Lei das Domésticas foi positiva e necessária, diz sindicato
Para Nathalie Rosário de Alcides, advogada do Sindomestica (Sindicato das Empregadas e Trabalhadores Domésticos da Grande São Paulo), a Lei das Domésticas foi positiva e necessária, mas, infelizmente, entrou em vigor no mesmo período que a crise financeira atingiu o país.
“A categoria estava precisando da equiparação de direitos trabalhistas com os demais profissionais. No entanto, logo após ela começar a valer, muitos empregadores perderam seu trabalho e precisaram dispensar a empregada ou troca-la por uma diarista.
A advogada frisa que a Lei das Domésticas, porém, não prejudicou a categoria, mas que a Medida Provisória da Liberdade Econômica deve abalar.

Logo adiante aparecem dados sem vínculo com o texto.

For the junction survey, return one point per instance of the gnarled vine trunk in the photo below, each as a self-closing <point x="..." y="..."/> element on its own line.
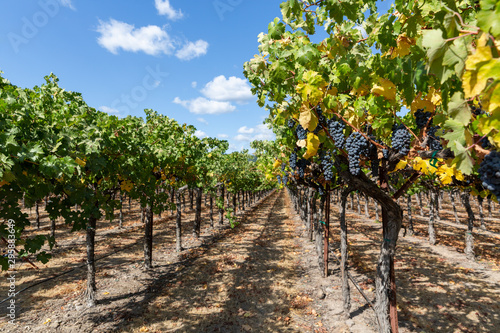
<point x="178" y="224"/>
<point x="346" y="292"/>
<point x="469" y="238"/>
<point x="148" y="237"/>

“A MP ajuda o empresário, mas tira direitos do trabalhador. Tudo o que vem sendo feito, tem como foco a melhora da economia, mas trará prejuízos irreparáveis ao trabalhador.”
Segundo Nathalie, a estimativa é de que a cada três empregados, apenas um tenha registro em carreira.
“Se pararmos para avaliar que temos muitos profissionais sem assistência à previdência social, que vão trabalhar e não poderão se aposentar, considerando que sua atividade é bem pesada, faxina, cuidar de idosos ou crianças, a situação é preocupante. ”
Karla Resende, presidente Sedesp (Sindicato dos Empregadores Domésticos do Estado de São Paulo), considera a Lei das Domésticas uma segurança para empregada e empregador, já que trouxe uma série de benefícios e deveres.
“Não sentimos aumento das demissões nem da informalidade desde que a lei entrou em vigor. Antes mesmo dela, mantínhamos uma boa relação com sindicatos que representam os trabalhadores. Fizemos uma convenção coletiva que já assegurava direitos”, diz.